Evrensel demokratik ilke ve prensiplere göre gerçekleştirilmiş bir anayasal düzenleme ihtiyacı dışında, somut durumda, belediyelerin yatırım kaynakları ile ilgili son karar Cumhurbaşkanlığı yerine, İller Bankası (İLBANK) tarafından verilmelidir. İLBANK 6107 sayılı Kanun’u uyarınca zaten Belediyelere pay/hibe/kredi/borç vermektedir ve bunlar uygulamada bazı aksaklıklar olmakla birlikte objektif kriterlere bağlanmıştır. Bu durum somut kriterlere dayalı inceleme ve değerlendirme imkanı vermektedir.
Hükümet tarafından tüm yerel yönetim birimleri politik ayrım yapılmaksızın kaynak aktarımı yapılmalı; bütçelerde oluşan giderlerin finansmanı sağlanmalıdır.

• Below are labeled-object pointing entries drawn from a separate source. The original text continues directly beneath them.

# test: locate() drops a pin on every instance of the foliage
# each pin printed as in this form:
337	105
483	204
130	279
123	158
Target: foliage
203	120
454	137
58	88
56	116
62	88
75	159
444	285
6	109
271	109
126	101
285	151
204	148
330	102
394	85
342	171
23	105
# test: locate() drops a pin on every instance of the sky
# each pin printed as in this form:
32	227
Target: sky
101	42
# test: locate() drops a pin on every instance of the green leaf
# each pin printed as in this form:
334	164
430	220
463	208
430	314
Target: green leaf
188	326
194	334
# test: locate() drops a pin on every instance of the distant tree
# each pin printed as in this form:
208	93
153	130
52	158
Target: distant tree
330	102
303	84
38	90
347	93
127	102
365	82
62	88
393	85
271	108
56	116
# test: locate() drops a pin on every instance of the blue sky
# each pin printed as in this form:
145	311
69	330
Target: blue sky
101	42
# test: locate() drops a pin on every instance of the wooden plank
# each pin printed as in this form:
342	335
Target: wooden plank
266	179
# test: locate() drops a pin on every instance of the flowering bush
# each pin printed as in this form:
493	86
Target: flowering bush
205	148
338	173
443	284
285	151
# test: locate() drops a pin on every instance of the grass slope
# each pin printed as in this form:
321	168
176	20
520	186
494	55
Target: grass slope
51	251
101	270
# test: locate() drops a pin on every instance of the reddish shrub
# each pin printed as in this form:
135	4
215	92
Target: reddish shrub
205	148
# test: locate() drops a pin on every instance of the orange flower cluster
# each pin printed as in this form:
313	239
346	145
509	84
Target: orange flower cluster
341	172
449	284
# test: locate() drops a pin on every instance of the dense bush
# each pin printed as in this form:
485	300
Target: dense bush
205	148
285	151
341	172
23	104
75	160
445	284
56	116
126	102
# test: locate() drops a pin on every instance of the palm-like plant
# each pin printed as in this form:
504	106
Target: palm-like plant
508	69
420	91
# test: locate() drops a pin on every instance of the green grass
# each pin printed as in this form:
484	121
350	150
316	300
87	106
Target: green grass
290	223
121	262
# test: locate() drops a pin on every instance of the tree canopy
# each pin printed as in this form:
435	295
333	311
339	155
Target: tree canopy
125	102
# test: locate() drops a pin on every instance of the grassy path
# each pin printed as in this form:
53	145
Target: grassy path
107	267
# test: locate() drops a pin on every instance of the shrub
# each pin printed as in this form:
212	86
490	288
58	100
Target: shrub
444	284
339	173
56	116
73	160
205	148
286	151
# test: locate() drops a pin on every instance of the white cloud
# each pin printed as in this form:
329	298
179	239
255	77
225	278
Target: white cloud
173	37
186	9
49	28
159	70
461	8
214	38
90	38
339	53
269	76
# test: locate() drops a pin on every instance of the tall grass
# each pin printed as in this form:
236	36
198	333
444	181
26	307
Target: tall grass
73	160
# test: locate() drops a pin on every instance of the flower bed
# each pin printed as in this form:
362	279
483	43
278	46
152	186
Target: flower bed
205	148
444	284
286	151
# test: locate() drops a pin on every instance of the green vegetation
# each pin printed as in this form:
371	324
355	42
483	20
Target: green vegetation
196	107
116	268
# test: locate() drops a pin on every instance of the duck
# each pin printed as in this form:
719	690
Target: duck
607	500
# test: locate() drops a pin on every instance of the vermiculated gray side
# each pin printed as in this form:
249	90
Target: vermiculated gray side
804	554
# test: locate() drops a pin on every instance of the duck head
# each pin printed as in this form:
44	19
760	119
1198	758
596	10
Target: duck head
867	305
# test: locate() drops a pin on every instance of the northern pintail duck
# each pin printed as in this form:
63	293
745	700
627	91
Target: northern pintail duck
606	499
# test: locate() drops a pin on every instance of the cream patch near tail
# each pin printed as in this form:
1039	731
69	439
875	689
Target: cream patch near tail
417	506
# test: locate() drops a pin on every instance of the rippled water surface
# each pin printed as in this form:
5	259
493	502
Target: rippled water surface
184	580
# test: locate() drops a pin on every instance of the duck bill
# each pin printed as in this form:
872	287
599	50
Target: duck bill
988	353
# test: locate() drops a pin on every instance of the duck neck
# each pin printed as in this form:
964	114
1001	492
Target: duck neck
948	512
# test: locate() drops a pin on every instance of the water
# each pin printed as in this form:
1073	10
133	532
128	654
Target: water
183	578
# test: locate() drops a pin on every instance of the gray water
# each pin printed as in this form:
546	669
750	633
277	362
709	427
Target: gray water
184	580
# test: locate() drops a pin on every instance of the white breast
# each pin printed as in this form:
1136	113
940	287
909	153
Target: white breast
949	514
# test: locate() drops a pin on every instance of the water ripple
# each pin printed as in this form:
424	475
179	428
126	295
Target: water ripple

Sonuç olarak, vatandaşa en yakın hizmet sunan birimler olan belediyeler, siyasi çatışmaların yaşandığı birimlerden ziyade Covid-19 pandemi sürecinin ortaya çıkardığı etkileri de göz önünde bulundurarak vatandaşların sorunlarının çözümü için etkili bir yönetim birimi olarak değerlendirilmelidir. Çatışmanın yerini, uzlaşı ve iş birliğinin aldığı bir sistemle vatandaşların sosyal ve ekonomik sorunlarını çözmeye odaklanmalıdır. Belediyeler, Türkiye’nin siyasi ikliminden kaynaklanan kısır çatışmaların merkezi olmaktan öte vatandaşların sorunlarına iş birliği, dayanışma, katılım, şeffaflık ve verimlilik prensipleriyle çözüm üreten yönetim birimleri olmalıdır.